DUBLIN, Ohio — Tiger Woods on Sunday matched Jack Nicklaus for career PGA Tour wins, thanks to a shot that left even Nicklaus amazed.
Two shots behind with three holes to play, his ball in an impossible spot behind the 16th green, Woods holed a flop shot from 50 feet away that turned bogey into birdie and sent him on his way to a stunning comeback in the Memorial.
Woods made three birdies on his last four holes for a 5-under-par 67, matching the lowest score of the final round, and he finished in style. He hit a 9-iron to just inside 10 feet, and raised his putter — a pose that Nicklaus made famous for so many years — well before the ball tumbled into the cup.
It was his fifth win at Muirfield Village, and the 73rd of his PGA Tour career to match Nicklaus at No. 2 on the all-time list. Sam Snead won a record 82 times.
For Woods, it was a dramatic end to his worst three-tournament stretch as a pro, and it came with the U.S. Open looming.

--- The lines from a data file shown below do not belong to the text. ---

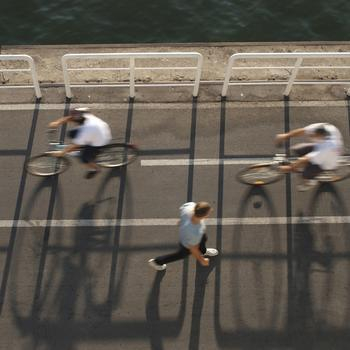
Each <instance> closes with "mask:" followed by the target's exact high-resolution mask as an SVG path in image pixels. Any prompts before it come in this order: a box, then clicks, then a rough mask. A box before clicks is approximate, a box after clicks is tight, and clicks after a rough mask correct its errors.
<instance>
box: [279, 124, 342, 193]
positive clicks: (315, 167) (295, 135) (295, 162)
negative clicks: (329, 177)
mask: <svg viewBox="0 0 350 350" xmlns="http://www.w3.org/2000/svg"><path fill="white" fill-rule="evenodd" d="M297 136H307V137H308V139H309V142H308V143H300V144H297V145H295V146H293V147H291V149H292V151H294V152H295V153H296V155H297V156H298V159H297V160H296V161H294V162H292V163H291V164H289V165H281V166H280V169H281V170H282V171H283V172H291V171H297V170H299V169H302V177H303V178H304V180H305V181H304V183H303V184H301V185H299V186H298V190H299V191H306V190H308V189H309V188H311V187H312V186H314V185H316V184H317V181H316V180H315V179H314V178H315V177H316V176H317V175H318V174H320V173H321V172H322V171H324V170H333V169H336V168H337V162H338V158H339V157H340V156H341V154H342V153H343V138H342V135H341V133H340V131H339V130H338V129H337V128H336V127H335V126H334V125H332V124H328V123H315V124H310V125H308V126H306V127H304V128H300V129H295V130H292V131H290V132H288V133H284V134H278V135H276V143H277V144H281V143H282V142H284V141H286V140H288V139H290V138H292V137H297Z"/></svg>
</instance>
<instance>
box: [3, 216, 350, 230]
mask: <svg viewBox="0 0 350 350" xmlns="http://www.w3.org/2000/svg"><path fill="white" fill-rule="evenodd" d="M177 223H178V219H177V218H164V219H161V218H147V219H121V220H117V219H91V220H89V219H83V220H64V219H63V220H0V227H1V228H7V227H47V226H49V227H110V226H176V225H177ZM303 223H305V224H306V223H307V224H348V223H350V216H305V217H299V216H292V217H283V216H280V217H245V218H238V217H232V218H222V219H220V218H211V219H207V220H206V224H207V225H208V226H216V225H222V226H237V225H286V224H303Z"/></svg>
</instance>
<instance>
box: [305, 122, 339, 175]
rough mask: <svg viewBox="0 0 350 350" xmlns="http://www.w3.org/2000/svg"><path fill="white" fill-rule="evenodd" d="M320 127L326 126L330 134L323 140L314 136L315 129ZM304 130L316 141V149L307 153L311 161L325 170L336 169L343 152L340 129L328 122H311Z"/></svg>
mask: <svg viewBox="0 0 350 350" xmlns="http://www.w3.org/2000/svg"><path fill="white" fill-rule="evenodd" d="M319 127H324V128H325V129H326V131H327V132H328V134H329V135H328V136H326V137H325V139H324V140H321V141H319V140H315V139H313V138H312V135H313V134H314V132H315V130H316V129H317V128H319ZM304 131H305V134H306V135H308V136H309V137H310V138H311V140H312V141H314V142H315V143H316V144H315V149H314V150H313V151H312V152H310V153H308V154H307V157H308V159H309V161H310V162H311V163H313V164H317V165H319V166H320V167H321V168H322V169H324V170H331V169H335V168H336V167H337V161H338V158H339V156H341V154H342V153H343V138H342V136H341V133H340V131H339V130H338V129H337V128H336V127H335V126H334V125H332V124H328V123H315V124H310V125H308V126H306V127H305V128H304Z"/></svg>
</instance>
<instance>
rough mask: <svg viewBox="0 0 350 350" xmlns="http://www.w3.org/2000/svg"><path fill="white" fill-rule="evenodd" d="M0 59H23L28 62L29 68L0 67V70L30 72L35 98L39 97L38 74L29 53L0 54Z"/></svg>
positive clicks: (7, 59)
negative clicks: (15, 54) (31, 78)
mask: <svg viewBox="0 0 350 350" xmlns="http://www.w3.org/2000/svg"><path fill="white" fill-rule="evenodd" d="M0 61H25V62H27V63H28V65H29V68H3V69H1V68H0V72H7V73H12V72H30V73H31V75H32V80H33V87H34V90H35V95H36V97H37V98H41V96H42V95H41V91H40V86H39V81H38V76H37V73H36V69H35V64H34V60H33V58H32V57H31V56H29V55H0Z"/></svg>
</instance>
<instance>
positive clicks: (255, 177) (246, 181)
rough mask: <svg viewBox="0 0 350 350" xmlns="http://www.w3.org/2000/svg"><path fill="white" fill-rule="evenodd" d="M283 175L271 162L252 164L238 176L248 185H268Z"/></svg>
mask: <svg viewBox="0 0 350 350" xmlns="http://www.w3.org/2000/svg"><path fill="white" fill-rule="evenodd" d="M282 177H283V173H281V172H280V171H279V170H278V169H276V168H273V167H272V166H271V163H264V164H255V165H251V166H249V167H247V168H244V169H243V170H241V171H239V173H238V174H237V176H236V178H237V180H238V181H239V182H241V183H243V184H246V185H256V186H258V185H260V186H261V185H267V184H271V183H273V182H277V181H279V180H280V179H281V178H282Z"/></svg>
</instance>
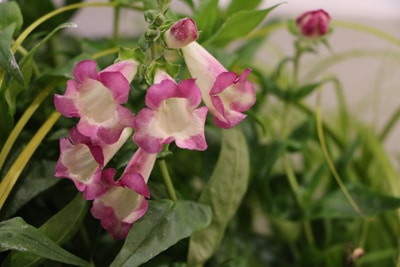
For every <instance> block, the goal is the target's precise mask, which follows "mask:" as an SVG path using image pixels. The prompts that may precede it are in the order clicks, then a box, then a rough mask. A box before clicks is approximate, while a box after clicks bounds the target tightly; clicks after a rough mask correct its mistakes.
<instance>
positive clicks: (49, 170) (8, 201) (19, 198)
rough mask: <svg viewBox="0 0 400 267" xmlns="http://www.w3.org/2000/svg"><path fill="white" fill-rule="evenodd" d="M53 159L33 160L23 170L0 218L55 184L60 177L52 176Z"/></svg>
mask: <svg viewBox="0 0 400 267" xmlns="http://www.w3.org/2000/svg"><path fill="white" fill-rule="evenodd" d="M55 164H56V163H55V162H54V161H48V160H41V161H34V162H32V164H30V166H31V167H32V168H29V171H28V170H27V171H25V173H24V174H23V178H22V179H21V180H20V181H19V182H18V183H17V184H16V185H15V189H14V190H13V191H12V192H11V194H10V201H7V202H6V203H7V204H6V205H4V207H3V209H1V211H0V218H1V219H8V218H10V217H11V216H13V215H14V214H15V212H17V211H18V210H19V209H20V208H22V207H23V206H24V205H25V204H26V203H28V202H29V201H30V200H32V199H33V198H34V197H35V196H37V195H38V194H40V193H41V192H43V191H45V190H46V189H48V188H50V187H51V186H53V185H55V184H56V183H57V182H58V181H60V179H56V178H54V166H55Z"/></svg>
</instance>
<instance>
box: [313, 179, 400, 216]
mask: <svg viewBox="0 0 400 267" xmlns="http://www.w3.org/2000/svg"><path fill="white" fill-rule="evenodd" d="M348 191H349V193H350V195H351V197H352V198H353V199H354V201H355V202H356V203H357V205H358V206H359V207H360V210H361V212H362V214H363V215H365V216H372V215H375V214H378V213H381V212H384V211H388V210H395V209H398V208H399V207H400V198H394V197H391V196H387V195H383V194H380V193H376V192H374V191H372V190H370V189H369V188H366V187H363V186H361V185H352V186H350V187H348ZM306 217H307V218H308V219H316V218H359V217H360V216H359V215H358V214H357V213H355V211H354V209H353V208H352V207H351V205H350V204H349V202H348V201H347V199H346V198H345V197H344V195H343V193H342V191H340V190H337V191H335V192H332V193H330V194H329V195H327V196H325V197H324V198H322V199H321V200H320V201H318V202H317V203H315V204H314V206H312V207H311V208H310V210H309V211H308V212H307V213H306Z"/></svg>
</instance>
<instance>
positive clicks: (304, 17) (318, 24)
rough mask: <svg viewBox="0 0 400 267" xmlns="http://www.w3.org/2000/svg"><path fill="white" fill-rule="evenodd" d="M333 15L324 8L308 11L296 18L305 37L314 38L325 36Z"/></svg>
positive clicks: (297, 26)
mask: <svg viewBox="0 0 400 267" xmlns="http://www.w3.org/2000/svg"><path fill="white" fill-rule="evenodd" d="M330 19H331V17H330V16H329V14H328V13H327V12H326V11H324V10H322V9H318V10H314V11H308V12H305V13H304V14H302V15H300V16H299V17H298V18H297V19H296V24H297V28H298V30H299V32H300V34H301V35H302V36H304V37H308V38H313V37H321V36H324V35H325V34H326V33H327V32H328V30H329V21H330Z"/></svg>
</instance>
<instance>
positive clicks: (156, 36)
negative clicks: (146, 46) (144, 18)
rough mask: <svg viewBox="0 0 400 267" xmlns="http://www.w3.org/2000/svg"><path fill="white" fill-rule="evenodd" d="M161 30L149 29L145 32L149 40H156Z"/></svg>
mask: <svg viewBox="0 0 400 267" xmlns="http://www.w3.org/2000/svg"><path fill="white" fill-rule="evenodd" d="M158 36H159V32H158V31H157V30H153V29H149V30H147V31H146V32H145V33H144V37H145V38H146V40H147V41H154V40H156V39H157V38H158Z"/></svg>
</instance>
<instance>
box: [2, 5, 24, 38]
mask: <svg viewBox="0 0 400 267" xmlns="http://www.w3.org/2000/svg"><path fill="white" fill-rule="evenodd" d="M22 23H23V18H22V14H21V10H20V9H19V6H18V4H17V3H16V2H6V3H0V31H2V30H4V29H6V28H7V27H8V26H10V25H11V24H14V25H15V28H14V32H13V33H16V32H19V30H20V29H21V26H22Z"/></svg>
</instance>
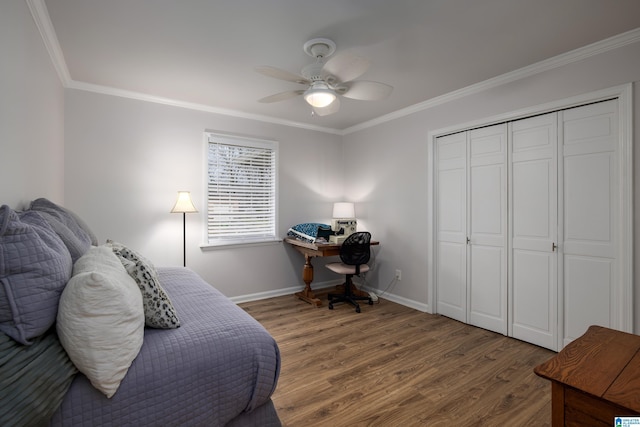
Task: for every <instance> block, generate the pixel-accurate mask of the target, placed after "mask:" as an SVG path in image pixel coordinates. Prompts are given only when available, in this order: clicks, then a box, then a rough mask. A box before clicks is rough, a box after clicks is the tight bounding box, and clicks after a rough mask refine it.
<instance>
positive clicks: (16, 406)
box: [0, 329, 78, 427]
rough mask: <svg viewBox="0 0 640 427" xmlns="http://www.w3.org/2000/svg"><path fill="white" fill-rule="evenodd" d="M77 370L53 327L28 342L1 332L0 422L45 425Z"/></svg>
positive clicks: (71, 379) (17, 424)
mask: <svg viewBox="0 0 640 427" xmlns="http://www.w3.org/2000/svg"><path fill="white" fill-rule="evenodd" d="M77 372H78V371H77V369H76V367H75V366H74V365H73V363H71V360H70V359H69V356H67V353H66V352H65V351H64V349H63V348H62V345H61V344H60V341H58V337H57V336H56V334H55V330H53V329H52V330H50V331H49V332H48V333H46V334H45V335H43V336H41V337H39V338H36V339H34V343H33V344H31V345H29V346H26V345H22V344H19V343H17V342H16V341H14V340H13V339H11V338H9V337H8V336H7V335H5V334H3V333H0V402H2V404H1V405H0V426H3V427H9V426H20V427H24V426H38V425H46V423H47V421H48V420H49V418H51V416H52V415H53V413H54V412H55V410H56V409H57V408H58V406H59V405H60V403H61V402H62V399H64V396H65V393H66V392H67V389H68V388H69V386H70V385H71V382H72V381H73V378H74V376H75V374H76V373H77Z"/></svg>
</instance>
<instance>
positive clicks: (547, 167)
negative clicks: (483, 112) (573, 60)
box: [509, 113, 558, 350]
mask: <svg viewBox="0 0 640 427" xmlns="http://www.w3.org/2000/svg"><path fill="white" fill-rule="evenodd" d="M510 128H511V141H510V143H511V162H510V173H509V175H510V179H509V182H510V196H511V197H510V202H511V209H510V212H511V217H510V228H511V237H512V239H511V248H510V252H511V259H510V267H511V268H510V269H509V270H510V278H511V280H510V282H511V297H510V299H511V301H510V302H511V306H510V308H509V318H510V319H509V326H510V331H509V335H511V336H513V337H515V338H518V339H521V340H523V341H527V342H530V343H533V344H537V345H540V346H542V347H546V348H550V349H552V350H556V349H557V346H558V339H557V336H558V335H557V334H558V322H557V307H558V300H557V288H558V281H557V253H558V252H557V248H556V245H557V242H558V240H557V170H558V168H557V114H556V113H551V114H545V115H542V116H537V117H533V118H529V119H524V120H518V121H515V122H512V123H511V124H510Z"/></svg>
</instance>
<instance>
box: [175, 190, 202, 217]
mask: <svg viewBox="0 0 640 427" xmlns="http://www.w3.org/2000/svg"><path fill="white" fill-rule="evenodd" d="M193 212H198V210H197V209H196V207H195V206H193V202H192V201H191V193H190V192H189V191H178V200H177V201H176V204H175V206H174V207H173V209H171V213H193Z"/></svg>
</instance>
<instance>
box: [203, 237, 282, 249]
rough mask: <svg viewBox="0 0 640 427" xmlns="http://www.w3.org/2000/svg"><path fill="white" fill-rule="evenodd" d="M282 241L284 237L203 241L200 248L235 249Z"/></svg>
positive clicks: (278, 242)
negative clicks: (233, 239)
mask: <svg viewBox="0 0 640 427" xmlns="http://www.w3.org/2000/svg"><path fill="white" fill-rule="evenodd" d="M279 243H282V239H275V238H274V239H265V240H246V241H238V240H234V241H228V242H218V243H203V244H201V245H200V250H201V251H203V252H206V251H216V250H220V249H234V248H246V247H251V246H267V245H275V244H279Z"/></svg>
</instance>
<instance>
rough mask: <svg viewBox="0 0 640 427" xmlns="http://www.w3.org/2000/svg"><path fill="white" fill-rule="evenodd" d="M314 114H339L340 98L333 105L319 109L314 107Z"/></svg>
mask: <svg viewBox="0 0 640 427" xmlns="http://www.w3.org/2000/svg"><path fill="white" fill-rule="evenodd" d="M312 108H313V112H314V113H316V114H317V115H319V116H328V115H329V114H333V113H337V112H338V110H340V98H336V99H335V100H334V101H333V102H332V103H331V104H329V105H327V106H326V107H322V108H318V107H312Z"/></svg>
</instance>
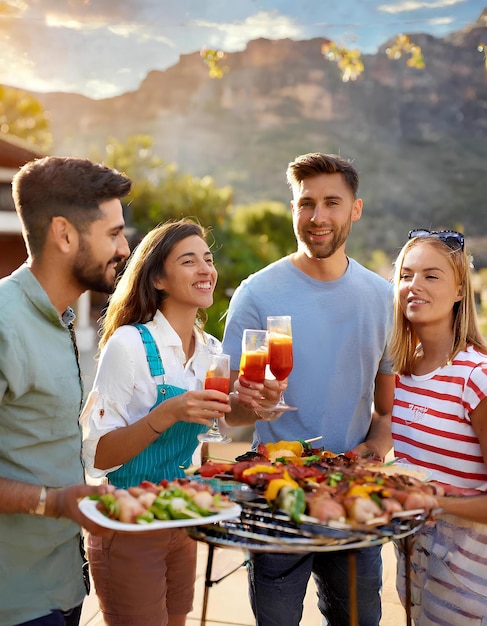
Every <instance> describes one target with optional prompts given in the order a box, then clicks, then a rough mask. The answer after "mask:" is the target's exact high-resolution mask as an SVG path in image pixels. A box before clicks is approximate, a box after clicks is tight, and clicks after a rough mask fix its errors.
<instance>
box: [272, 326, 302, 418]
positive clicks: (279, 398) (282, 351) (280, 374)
mask: <svg viewBox="0 0 487 626" xmlns="http://www.w3.org/2000/svg"><path fill="white" fill-rule="evenodd" d="M267 344H268V351H269V369H270V370H271V372H272V373H273V375H274V377H275V378H276V380H284V379H285V378H287V377H288V376H289V374H290V373H291V371H292V369H293V334H292V330H291V316H290V315H269V316H268V317H267ZM272 410H274V411H279V410H281V411H296V410H297V407H295V406H289V405H288V404H287V403H286V402H285V400H284V393H283V392H282V391H281V395H280V398H279V402H278V403H277V404H276V405H275V406H274V407H272Z"/></svg>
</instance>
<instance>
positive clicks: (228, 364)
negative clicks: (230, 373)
mask: <svg viewBox="0 0 487 626" xmlns="http://www.w3.org/2000/svg"><path fill="white" fill-rule="evenodd" d="M205 389H216V390H217V391H223V393H228V392H229V391H230V355H228V354H211V355H210V364H209V367H208V371H207V372H206V378H205ZM198 439H199V440H200V441H208V442H210V443H211V442H214V443H230V441H232V440H231V438H230V437H227V435H224V434H223V433H222V432H221V430H220V426H219V424H218V418H215V419H214V420H213V424H212V426H211V428H210V429H209V430H207V431H206V433H202V434H201V435H198Z"/></svg>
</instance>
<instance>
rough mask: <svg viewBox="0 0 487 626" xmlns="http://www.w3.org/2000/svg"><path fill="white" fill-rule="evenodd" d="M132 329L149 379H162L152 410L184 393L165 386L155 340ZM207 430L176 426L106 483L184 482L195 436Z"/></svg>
mask: <svg viewBox="0 0 487 626" xmlns="http://www.w3.org/2000/svg"><path fill="white" fill-rule="evenodd" d="M133 326H135V327H136V328H137V329H138V331H139V333H140V335H141V338H142V341H143V343H144V348H145V353H146V356H147V362H148V364H149V368H150V373H151V376H162V383H160V384H157V399H156V402H155V404H154V406H153V407H152V409H153V408H155V407H156V406H158V405H159V404H160V403H161V402H163V401H164V400H165V399H166V398H173V397H174V396H178V395H180V394H182V393H184V392H185V391H187V390H186V389H181V388H180V387H174V386H172V385H166V384H165V383H164V374H165V372H164V366H163V364H162V359H161V356H160V354H159V350H158V348H157V345H156V342H155V341H154V338H153V337H152V335H151V333H150V331H149V329H148V328H147V326H144V325H143V324H133ZM152 409H151V410H152ZM206 430H208V426H206V425H204V424H192V423H190V422H176V424H173V426H171V427H170V428H168V429H167V430H166V431H164V432H163V433H162V434H161V435H160V436H159V437H158V438H157V439H156V440H155V441H154V442H152V443H151V444H150V445H149V446H148V447H147V448H145V450H142V452H140V453H139V454H138V455H137V456H135V457H134V458H133V459H131V460H130V461H127V462H126V463H124V464H123V465H122V467H119V468H118V469H117V470H115V471H113V472H109V473H108V480H109V482H110V483H111V484H112V485H115V486H116V487H117V488H120V489H126V488H127V487H130V486H133V485H139V484H140V483H141V482H142V481H143V480H150V481H152V482H155V483H159V482H160V481H161V480H163V479H167V480H172V479H173V478H184V476H185V474H184V469H185V468H188V467H189V466H190V465H191V457H192V456H193V453H194V451H195V450H196V447H197V445H198V440H197V436H198V435H199V433H203V432H205V431H206Z"/></svg>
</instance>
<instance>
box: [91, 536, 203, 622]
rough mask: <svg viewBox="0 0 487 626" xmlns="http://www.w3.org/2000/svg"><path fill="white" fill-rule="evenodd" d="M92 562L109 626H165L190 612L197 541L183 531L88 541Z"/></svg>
mask: <svg viewBox="0 0 487 626" xmlns="http://www.w3.org/2000/svg"><path fill="white" fill-rule="evenodd" d="M88 559H89V562H90V569H91V575H92V577H93V581H94V583H95V590H96V594H97V596H98V600H99V603H100V608H101V610H102V613H103V616H104V618H105V622H106V623H107V624H108V625H109V626H165V625H166V624H167V619H168V615H181V614H187V613H190V612H191V611H192V608H193V590H194V581H195V577H196V541H194V540H193V539H190V538H189V537H188V535H187V534H186V532H185V530H184V529H181V528H174V529H167V530H154V531H146V532H132V533H128V532H118V531H113V533H112V535H111V536H108V537H95V536H94V535H90V536H89V539H88Z"/></svg>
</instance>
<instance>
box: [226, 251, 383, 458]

He started the day four shots behind and wound up with a two-shot victory over Andres Romero (67) and Rory Sabbatini, who was in control of the tournament until he fell victim to some old magic by Woods.
Woods said he didn’t miss a shot all day, though the flop shot definitely stood out.
“The most unbelievable, gutsy shot I’ve ever seen,” Nicklaus said from the TV booth. “Look at the position he was in. If he’s short, the tournament is over. If he’s long, the tournament is over. He puts it in the hole.”
Nicklaus shared those thoughts with Woods as the winner walked off the 18th green. Woods smiled and said, “How about that, huh?”
Woods won for the second time this year, and moved to No. 4 in the world rankings.
This was more impressive than his five-shot win in the Arnold Palmer Invitational at Bay Hill in March, when he had a one-shot lead on a course where he could get by with par. The Memorial required much more work, especially when he had to go after birdies in the final hour. And that’s what he did.
He reached the par-5 15th into the wind in two shots to set up a two-putt birdie and get within one shot of Sabbatini. But just like that, it looked as if his chances were over when his tee shot bounded into a tough lie behind the green.
“I had to take a cut at it …,” Woods said. “It came out just perfect.”
Woods took a full swing and the ball came out soft and began tracking toward the hole. It caught the right edge of the cup and dropped for a most improbable birdie. Woods took two steps to the left and delivered a full uppercut not seen from him in some time.
Sabbatini didn’t need to see the shot. He was on the 15th green, scrambling for par, when Muirfield Village shook with the loudest roar of the day. The South African suddenly was tied for the lead, but not for long. He hit his tee shot into the right bunker on the 16th, the third-hardest hole Sunday that yielded just four birdies, and then blasted out to just inside 15 feet and took bogey to fall one shot behind.
WEST DES MOINES, Iowa — Kirk Triplett put together the best round of golf anyone has ever played in the Principal Charity Classic. But Jay Haas was brilliant for three rounds instead of one. Haas finished with a 16-under 197 total to win the tournament by five strokes, becoming the first golfer to win the Champions Tour event in Iowa three times.
Haas, the winner in 2007 and 2008, led by three shots after shooting a 65 in the second round and made it stand up with a final round 5-under 66. His 16-under tied the tournament mark set by Gil Morgan in 2006 and matched the largest victory of the season on the Champions Tour.
Triplett set the course record with a 9-under 62 and finished second at 11-under 202 along with Larry Mize.
GALLOWAY, NJ. — Stacy Lewis shook off a rough stretch in the middle of the final round and finished with an even-par 71 at the Stockton Seaview Hotel and Golf Club, good enough for a four-stroke victory over Katherine Hull at the ShopRite LPGA Classic.
The 27-year-old Lewis, who was 12-under for the tournament, likely will be the top-ranked American when the LPGA rankings are updated today. According to LPGA projections, she will be No. 3. That would put her in front of Cristie Kerr, who has been the top-ranked American since November of 2009.